De rechtbank heeft het onderzoek geschorst en bepaald dat eiseres nadere stukken in het geding brengt.
Eiseres heeft hierop per e-mail van 25 oktober 2024 de verzochte stukken ingediend.
Verweerder heeft hierop gereageerd bij brief van 21 februari 2025 en daarbij de reactie van de verzekeringsarts bezwaar en beroep (b&b) van 6 februari 2025 overgelegd.
Partijen zijn door de rechtbank in de gelegenheid gesteld om kenbaar te maken of zij op een nadere zitting willen worden gehoord.
Partijen hebben niet binnen de gestelde termijn kenbaar gemaakt een nadere zitting te willen.
De rechtbank heeft het onderzoek gesloten.

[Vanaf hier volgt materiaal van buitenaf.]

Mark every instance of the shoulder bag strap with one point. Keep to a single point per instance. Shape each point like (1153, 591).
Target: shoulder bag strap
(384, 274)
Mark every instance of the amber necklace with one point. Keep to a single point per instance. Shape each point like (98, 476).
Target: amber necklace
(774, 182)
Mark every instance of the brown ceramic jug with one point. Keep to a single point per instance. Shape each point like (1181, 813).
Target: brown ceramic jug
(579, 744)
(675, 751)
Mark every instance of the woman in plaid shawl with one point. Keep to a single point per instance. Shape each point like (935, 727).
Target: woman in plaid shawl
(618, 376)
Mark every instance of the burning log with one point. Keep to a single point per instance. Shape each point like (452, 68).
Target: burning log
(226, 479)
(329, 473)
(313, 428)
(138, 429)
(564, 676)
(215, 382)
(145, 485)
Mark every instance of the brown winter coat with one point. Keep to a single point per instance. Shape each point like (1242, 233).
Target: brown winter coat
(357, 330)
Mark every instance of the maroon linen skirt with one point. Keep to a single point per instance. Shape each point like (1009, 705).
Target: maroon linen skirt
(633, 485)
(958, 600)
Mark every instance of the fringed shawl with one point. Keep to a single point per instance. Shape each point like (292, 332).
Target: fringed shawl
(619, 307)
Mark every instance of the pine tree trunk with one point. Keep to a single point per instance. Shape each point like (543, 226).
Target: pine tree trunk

Beoordeling door de rechtbank
1. Eiseres heeft zich op 30 maart 2018 ziekgemeld met rug- en psychische klachten voor haar werkzaamheden als thuiszorg medewerker bij [bedrijfsnaam] B.V. Na het einde van dit dienstverband is aan haar per 2 april 2018 een uitkering op grond van de Ziektewet (ZW) toegekend.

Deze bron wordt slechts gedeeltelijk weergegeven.